There are many other racial problems of our day, both in Alabama and in Poughkeepsie, with which we must continue to struggle, and I will be frank to say that I do not know what the final answers will be to the many and varied and perplexing problems of human relationships.

But as to the right to vote – what thinking American can deny this freedom or work against this cause?

This is the reason I marched in Poughkeepsie a few weeks ago. This is why I marched in Montgomery. My conscience will not let me keep silence. “Silence is no longer golden.” And if my presence gave encouragement to Negroes and whiles alike, then I’ll sleep a little better these days.

Dr. Martin Luther King said it much better than I can say it, Selma, Alabama, has become a shining moment in the conscience of man. If the worst in American life lurked in the dark streets, the best in American instincts arose passionately from across the nation to overcome it. Alabama has tried to nurture and defend evil, but the evil is choking to death in the dusty roads and streets of this state.”

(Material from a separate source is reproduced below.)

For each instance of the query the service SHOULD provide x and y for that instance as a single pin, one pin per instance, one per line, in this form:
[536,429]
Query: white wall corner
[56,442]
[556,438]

I also went to Montgomery as a Christian, as one who believes that there is no second class citizenship in the eyes of God, who created “of one blood all nations of men to dwell on all the face of the earth,” who gave His Son, our Lord, for all men. I went as one who believes that the ground at the foot of the cross is always level.

I also went to Montgomery as an American. When Great Britain told my Scottish ancestors that everything would be all right if they would just surrender certain freedoms to the Crown, on of my kinsmen, named Robert Bruce, said, in the words of a modern General “Nuts” – only he probably said it with a Scottish accent. And for twenty-three years he fought for his life until Scotland was free.

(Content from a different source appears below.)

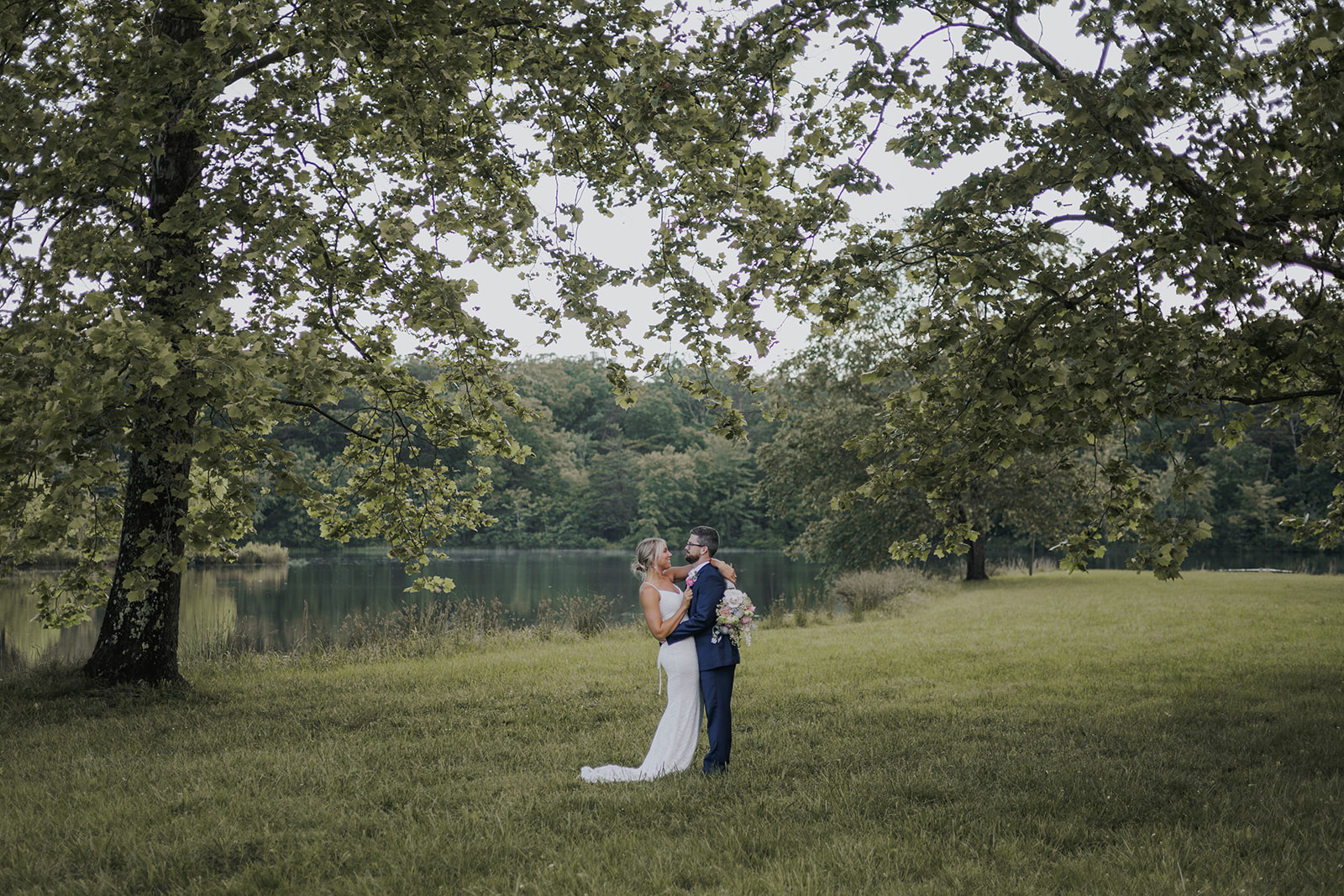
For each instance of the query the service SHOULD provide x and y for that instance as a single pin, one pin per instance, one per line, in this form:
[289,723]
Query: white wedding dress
[679,730]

Centuries later, the Crown told my American ancestors that everything would be all right if they would just surrender certain freedoms to the Crown, and my great, great, great grandfather, Nathaniel, said, “Nuts,” with an Irish accent, because he had come from Scotland by way of Ireland. And he donned a Captain’s uniform, fought for his life, and retired a free man.

Now I’m not the fighting man my ancestors were. But I did serve on both sides of the globe in the uniform of my country, along with millions of other Americans. For what? For those basic freedoms in which I believe with all my heart. And I’d do it again, if necessary. God forbid!

How then can I listen to suave politicians in any part of the nation saying “If you’d just leave us alone, we could work this out all right.”

Yes? No! It would mean another hundred years of saying to the American Negro “Just surrender your freedom to us and everything will be all right.” When any American loses his freedom, my freedom is threatened, too. And I’m not going to keep silence.

Perhaps Governor Wallace would label me one of the idealists who came to cause trouble. At least he could not call me a communist nor a fake clergyman. I did not go to cause trouble, but I gladly accept the term “idealist.”

This nation of ours was founded by men with ideals, and it will only remain great as long as our ideals, our moral force, our spiritual strength, remain stronger than any personal, political, economic, provincial, or traditional concept. I believe this!

And finally, I went to Montgomery for you – the people of this congregation. Many of you went with me, even some who did not think I should go, but you went with me in spirit – and for this I am grateful.

I am grateful, too for your spirit in keeping this pulpit free, even though you may not agree with some of the things that are said here; grateful that we can still communicate with each other, and with others of our community, even when we do not agree; and I am grateful that we can witness together, struggle together, pray together. It was a Negro student from Tuskegee who said to us in Montgomery, “We’re going to love the hell out of Alabama.”

Is not this still man’s greatest challenge – to love?

God knows we need it. God teach us how to love.